(120e) Next-Flux (Neural-net EXtracellular Trained Flux)
AIChE Annual Meeting
2022
2022 Annual Meeting
Food, Pharmaceutical & Bioengineering Division
Computational and systems biology tools for metabolic engineering and cell characterization
Monday, November 14, 2022 - 1:42pm to 2:00pm
In this work we present a novel method for constraining Chinese hamster ovary (CHO) cell GeMs that exploits the link between extracellular and intracellular metabolomics to create biologically relevant bounds on intracellular fluxes. We train an artificial neural network (ANN) with a variety of published CHO cell extracellular metabolomics and corresponding 13C-labelled intracellular fluxomic data to quantify the relationship between easily measured metabolites and difficult to predict fluxomics. The resulting model is used to predict intracellular flux distributions for unseen conditions, given a set of process-level experimental data (metabolite uptake rates, cell growth rate, and recombinant protein production rate). The model predicts the expected upper and lower bound of up to 47 intracellular fluxes across glycolysis, pentose phosphate pathway, TCA cycle and amino acid metabolism, which are then used to constrain a CHO cell GeM.

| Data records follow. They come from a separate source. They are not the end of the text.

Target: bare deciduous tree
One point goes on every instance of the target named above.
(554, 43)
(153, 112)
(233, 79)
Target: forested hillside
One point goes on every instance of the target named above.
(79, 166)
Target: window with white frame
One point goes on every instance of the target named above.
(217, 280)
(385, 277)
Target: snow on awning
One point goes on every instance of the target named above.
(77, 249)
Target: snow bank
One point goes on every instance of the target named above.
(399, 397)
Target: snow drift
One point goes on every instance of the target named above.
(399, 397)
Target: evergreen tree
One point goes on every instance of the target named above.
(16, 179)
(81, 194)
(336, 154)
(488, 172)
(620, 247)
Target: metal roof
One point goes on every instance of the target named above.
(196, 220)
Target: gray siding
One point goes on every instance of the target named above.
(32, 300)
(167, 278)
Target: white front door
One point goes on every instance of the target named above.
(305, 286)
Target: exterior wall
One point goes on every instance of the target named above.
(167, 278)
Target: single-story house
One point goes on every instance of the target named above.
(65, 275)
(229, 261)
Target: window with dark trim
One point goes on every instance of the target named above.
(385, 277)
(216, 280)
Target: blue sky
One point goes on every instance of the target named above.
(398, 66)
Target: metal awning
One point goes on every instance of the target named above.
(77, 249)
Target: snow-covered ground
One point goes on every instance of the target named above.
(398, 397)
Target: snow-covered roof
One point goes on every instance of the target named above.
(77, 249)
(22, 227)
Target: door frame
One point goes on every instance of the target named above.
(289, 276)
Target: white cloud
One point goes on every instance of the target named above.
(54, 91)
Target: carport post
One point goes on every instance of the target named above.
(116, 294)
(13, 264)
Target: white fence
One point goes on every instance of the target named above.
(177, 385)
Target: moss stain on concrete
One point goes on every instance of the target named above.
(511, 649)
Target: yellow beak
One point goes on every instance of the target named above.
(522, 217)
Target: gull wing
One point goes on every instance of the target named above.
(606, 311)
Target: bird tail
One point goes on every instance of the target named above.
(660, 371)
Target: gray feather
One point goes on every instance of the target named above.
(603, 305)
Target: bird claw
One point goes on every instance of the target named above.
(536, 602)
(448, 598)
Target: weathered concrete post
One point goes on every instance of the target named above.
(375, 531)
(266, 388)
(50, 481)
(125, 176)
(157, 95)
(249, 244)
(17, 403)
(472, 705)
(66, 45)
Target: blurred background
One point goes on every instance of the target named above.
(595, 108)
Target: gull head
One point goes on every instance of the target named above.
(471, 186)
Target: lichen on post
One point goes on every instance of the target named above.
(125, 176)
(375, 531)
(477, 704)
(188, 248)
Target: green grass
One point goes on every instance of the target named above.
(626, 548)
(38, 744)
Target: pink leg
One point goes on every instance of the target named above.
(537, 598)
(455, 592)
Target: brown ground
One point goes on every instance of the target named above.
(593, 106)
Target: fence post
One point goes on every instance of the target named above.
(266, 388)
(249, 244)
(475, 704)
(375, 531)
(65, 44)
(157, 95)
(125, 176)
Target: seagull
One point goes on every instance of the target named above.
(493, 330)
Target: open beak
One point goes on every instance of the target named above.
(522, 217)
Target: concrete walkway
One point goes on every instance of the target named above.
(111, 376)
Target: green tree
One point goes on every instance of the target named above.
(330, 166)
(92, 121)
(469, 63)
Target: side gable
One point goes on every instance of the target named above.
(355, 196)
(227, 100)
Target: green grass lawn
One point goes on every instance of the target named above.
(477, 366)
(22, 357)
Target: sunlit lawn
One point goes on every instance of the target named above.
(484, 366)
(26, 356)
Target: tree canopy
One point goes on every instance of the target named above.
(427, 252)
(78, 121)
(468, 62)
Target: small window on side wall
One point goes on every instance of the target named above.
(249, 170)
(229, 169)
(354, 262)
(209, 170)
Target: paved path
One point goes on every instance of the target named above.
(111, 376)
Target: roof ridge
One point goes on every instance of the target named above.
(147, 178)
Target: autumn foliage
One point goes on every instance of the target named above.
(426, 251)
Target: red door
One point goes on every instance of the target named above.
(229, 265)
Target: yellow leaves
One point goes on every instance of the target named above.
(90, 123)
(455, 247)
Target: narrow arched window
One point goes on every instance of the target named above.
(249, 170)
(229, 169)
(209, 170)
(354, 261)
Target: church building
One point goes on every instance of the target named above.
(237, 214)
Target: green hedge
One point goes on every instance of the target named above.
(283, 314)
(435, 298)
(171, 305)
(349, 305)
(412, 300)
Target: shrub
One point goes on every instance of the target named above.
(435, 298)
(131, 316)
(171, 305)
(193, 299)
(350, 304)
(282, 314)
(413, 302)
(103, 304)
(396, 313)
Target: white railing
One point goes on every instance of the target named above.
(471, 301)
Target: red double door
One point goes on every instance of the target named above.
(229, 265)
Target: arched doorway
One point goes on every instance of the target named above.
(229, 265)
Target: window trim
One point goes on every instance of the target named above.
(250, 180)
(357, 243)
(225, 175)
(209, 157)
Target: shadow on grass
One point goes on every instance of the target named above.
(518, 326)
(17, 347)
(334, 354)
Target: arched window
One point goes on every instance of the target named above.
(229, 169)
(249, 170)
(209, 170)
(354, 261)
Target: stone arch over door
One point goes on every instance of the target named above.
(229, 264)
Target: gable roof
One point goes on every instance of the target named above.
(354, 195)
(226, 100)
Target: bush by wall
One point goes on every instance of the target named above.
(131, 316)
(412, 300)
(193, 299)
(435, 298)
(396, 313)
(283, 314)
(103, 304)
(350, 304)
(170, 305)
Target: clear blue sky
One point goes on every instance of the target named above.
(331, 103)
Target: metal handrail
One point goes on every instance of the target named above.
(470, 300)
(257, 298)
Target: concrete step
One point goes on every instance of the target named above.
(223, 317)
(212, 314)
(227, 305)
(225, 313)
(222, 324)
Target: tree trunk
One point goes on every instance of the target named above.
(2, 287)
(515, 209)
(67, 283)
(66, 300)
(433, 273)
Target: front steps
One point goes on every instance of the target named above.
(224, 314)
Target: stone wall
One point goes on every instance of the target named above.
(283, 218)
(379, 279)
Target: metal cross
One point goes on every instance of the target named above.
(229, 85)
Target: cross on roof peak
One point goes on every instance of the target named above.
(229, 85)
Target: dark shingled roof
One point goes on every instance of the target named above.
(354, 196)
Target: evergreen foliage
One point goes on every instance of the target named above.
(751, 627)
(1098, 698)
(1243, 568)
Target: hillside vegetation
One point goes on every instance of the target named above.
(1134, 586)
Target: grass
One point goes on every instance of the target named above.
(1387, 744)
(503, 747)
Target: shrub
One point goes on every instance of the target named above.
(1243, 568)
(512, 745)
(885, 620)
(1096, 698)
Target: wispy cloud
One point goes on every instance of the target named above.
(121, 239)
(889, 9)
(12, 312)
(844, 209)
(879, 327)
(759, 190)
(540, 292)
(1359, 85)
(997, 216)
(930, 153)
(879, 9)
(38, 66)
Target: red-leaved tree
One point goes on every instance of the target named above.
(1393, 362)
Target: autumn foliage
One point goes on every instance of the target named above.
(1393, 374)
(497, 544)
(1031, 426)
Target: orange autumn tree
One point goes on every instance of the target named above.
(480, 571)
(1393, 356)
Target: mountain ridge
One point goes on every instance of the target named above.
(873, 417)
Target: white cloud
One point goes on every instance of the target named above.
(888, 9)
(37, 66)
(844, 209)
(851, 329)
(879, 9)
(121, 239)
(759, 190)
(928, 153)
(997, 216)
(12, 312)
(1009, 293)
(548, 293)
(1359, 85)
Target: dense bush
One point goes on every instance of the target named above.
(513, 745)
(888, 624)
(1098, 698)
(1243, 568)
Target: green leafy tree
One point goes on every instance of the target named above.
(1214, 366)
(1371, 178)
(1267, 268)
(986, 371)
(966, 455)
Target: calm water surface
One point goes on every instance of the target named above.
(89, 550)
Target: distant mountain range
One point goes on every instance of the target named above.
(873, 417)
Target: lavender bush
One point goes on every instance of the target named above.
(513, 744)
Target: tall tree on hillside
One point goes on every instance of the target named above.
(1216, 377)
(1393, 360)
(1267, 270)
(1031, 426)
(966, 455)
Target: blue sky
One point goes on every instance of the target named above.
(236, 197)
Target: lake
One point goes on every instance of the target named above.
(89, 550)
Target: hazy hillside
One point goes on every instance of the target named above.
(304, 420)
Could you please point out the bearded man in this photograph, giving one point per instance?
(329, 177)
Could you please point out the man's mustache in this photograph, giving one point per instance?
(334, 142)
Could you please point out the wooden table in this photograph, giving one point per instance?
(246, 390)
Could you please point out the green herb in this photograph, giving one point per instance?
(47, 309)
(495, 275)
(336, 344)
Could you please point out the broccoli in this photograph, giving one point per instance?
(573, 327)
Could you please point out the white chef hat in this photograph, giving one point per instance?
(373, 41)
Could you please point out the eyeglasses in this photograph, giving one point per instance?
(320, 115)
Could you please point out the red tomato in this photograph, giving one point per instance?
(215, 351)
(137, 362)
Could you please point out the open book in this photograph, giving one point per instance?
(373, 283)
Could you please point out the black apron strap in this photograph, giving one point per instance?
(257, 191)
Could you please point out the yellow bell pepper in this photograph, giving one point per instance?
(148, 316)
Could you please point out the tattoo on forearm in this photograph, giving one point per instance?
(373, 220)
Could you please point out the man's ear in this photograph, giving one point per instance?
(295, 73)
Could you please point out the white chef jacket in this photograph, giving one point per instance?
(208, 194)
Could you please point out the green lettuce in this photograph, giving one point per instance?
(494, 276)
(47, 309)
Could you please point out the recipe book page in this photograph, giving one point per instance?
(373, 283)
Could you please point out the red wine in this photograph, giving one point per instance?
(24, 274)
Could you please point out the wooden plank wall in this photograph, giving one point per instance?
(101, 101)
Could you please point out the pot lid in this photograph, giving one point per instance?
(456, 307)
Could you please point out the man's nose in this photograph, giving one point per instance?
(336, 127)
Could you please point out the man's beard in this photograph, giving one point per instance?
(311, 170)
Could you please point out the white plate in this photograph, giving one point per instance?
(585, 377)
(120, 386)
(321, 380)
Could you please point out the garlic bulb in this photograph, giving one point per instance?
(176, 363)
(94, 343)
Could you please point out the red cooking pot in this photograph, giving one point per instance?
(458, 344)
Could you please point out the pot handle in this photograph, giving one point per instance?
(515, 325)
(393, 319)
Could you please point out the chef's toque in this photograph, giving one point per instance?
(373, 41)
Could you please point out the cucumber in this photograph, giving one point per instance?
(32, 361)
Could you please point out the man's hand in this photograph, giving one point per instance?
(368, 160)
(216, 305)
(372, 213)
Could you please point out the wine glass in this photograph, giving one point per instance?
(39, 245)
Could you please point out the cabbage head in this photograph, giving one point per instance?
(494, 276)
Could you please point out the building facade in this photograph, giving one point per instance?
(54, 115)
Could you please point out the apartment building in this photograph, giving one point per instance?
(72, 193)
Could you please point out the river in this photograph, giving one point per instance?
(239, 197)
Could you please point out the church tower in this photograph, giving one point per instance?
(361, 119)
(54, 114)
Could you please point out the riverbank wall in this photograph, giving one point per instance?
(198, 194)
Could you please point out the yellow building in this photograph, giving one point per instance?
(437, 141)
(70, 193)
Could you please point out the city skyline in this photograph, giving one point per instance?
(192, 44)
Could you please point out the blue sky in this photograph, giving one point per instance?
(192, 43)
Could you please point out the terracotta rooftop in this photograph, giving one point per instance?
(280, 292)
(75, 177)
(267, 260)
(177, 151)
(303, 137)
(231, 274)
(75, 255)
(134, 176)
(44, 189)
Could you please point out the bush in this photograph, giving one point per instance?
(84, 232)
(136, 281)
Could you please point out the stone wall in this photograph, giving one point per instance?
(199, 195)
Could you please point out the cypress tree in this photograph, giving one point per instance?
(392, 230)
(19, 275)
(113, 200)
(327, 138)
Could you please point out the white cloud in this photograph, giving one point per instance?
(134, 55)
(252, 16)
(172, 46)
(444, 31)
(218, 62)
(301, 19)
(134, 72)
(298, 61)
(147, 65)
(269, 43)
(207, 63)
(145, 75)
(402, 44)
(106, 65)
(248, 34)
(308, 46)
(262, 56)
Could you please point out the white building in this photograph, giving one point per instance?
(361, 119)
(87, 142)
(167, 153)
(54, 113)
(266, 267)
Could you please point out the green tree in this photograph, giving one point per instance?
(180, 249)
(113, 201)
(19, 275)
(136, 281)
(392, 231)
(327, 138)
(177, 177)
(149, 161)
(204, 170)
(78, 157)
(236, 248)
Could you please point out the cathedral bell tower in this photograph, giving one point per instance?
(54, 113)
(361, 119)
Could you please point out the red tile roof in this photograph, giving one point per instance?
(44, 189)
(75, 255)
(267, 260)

We show that this hybrid approach that combines stoichiometric modelling with data-driven constraints accurately predicts physiologically relevant metabolic states across a variety of validation conditions. Flux of key reactions is constrained within tight bounds, preventing infeasible solutions and guiding flux down appropriate pathways. The resulting intracellular flux distribution is more biologically consistent, improving the reliability of CHO cell GeMs in the application to industrial systems.
We present this method in an easy-to-implement package for the systems biology community to employ.